Common sense says that all of these things are fine, if not good – turnovers aren’t good or wanted, but more of them likely means he’s probably had the puck more, as do fewer hits and blocked shots. But the point at play here is that Nylander has been able to distract from these things through production – which is great!
But it reminds us that we all are all easily distracted and biased by what we see on the ice, and what we remember are results that support our biases. If a player we want to see go to the net more starts doing it but it doesn’t work initially, we’re not going to have enough highlights in our brain bookmarks to reference when deciding whether he is, in fact, a “changed man”, and we certainly aren’t going to admit that he did it and it isn’t working. Especially with a player who, like Bourne alluded to, has enough talent that he should be treated with some form of “good enough isn’t good enough” attitude to his growth – no one wants to concede that a star doing a logically smart thing isn’t working, especially when it should in the long run.
If you were to piece this altogether, it wouldn’t be hard, or 100% wrong, to come up with a conclusion that he’s “validated his critics”. A big hurdle for me here is the idea the definition of what his critics are, and how they’ve responded since. A “critic” for Nylander isn’t any scout or wanna-be scout giving a “needs improvement” on his report, or a writer noticing a hole or two in his numbers, or a rare clip rewind on an intermission.
A critic for Nylander has historically been much different, as he’s become the most polarizing Leaf of our generation with the fanbase, media base, and everything in between. Criticism of him tends to be a foundational knock on modern gameplay, on numbers, on younger fans, on Toronto’s general process, on a billion other blanket things besides his own strengths and weaknesses. It’s a 24/7 news cycle. It’s regularly scheduled programming, because you know that someone will respond to you (like I’m responding to Justin’s article). It’s not “here’s how he can improve”, it’s “this guy is bad, he needs to go, and you’re dumb if you disagree”. It’s its own beast.

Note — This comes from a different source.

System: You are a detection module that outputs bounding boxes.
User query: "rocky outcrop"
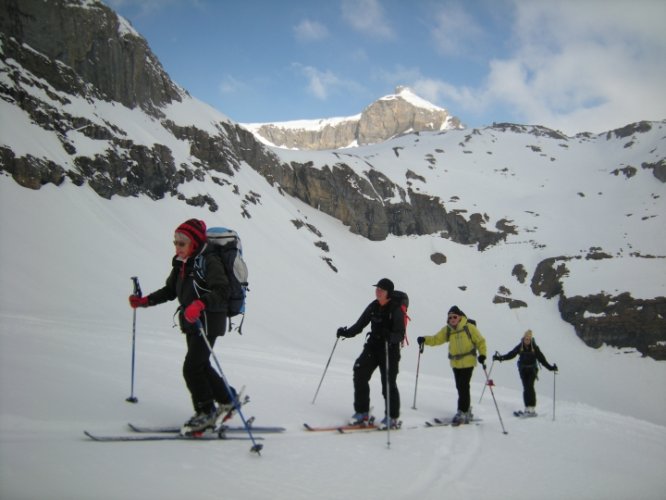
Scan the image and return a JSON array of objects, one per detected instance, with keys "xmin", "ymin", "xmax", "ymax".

So with all that in mind, this was a noted bug in his play. It wasn’t a data-driven bug, but an observational bug – meaning that those who claimed to watch games better, break down systems better, and all of that, should’ve been able to pick up on these things well before anyone else. Instead, while Nylander made his shift to the front of the net last year, the yelling was at its loudest, because of the final results – fewer goals, fewer points, fewer enthralling wins that stay in your mind.
What we’re recognizing now isn’t so much the shot locations as it is the shooting percentage – which has jumped from a career-low of 5.3% to a four-year high of 12.8% at even strength, and from a three-year low of 10% on the powerplay to 25%. Obviously, there are lots of nuances about why it works more now – a proper offseason schedule, more practice, touches, and repetition in those areas, self-confidence to accomplish, and, perhaps most impactfully, pure uncontrollable luck.
We aren’t witnessing him doing it more this year – we’re witnessing it working more, and that distinction matters in respect to where the criticism comes from, why it exists, and what that crowd claims about itself. That those who claim to judge through observation couldn’t pick out the distinct difference in the process until the results backed it up shows the flaws in the way that we all observe the game, and why it’s important to look through many different lenses before claiming a definitive opinion. This isn’t so much a validation of one of the more truthful points brought up by the often excessive critics, but rather a lesson to them about the downsides of self-limiting their scope.
Not like it matters, though. What matters is that Will Nye is back to being the Scoring Guy, perhaps better than ever before, and it’s a blast.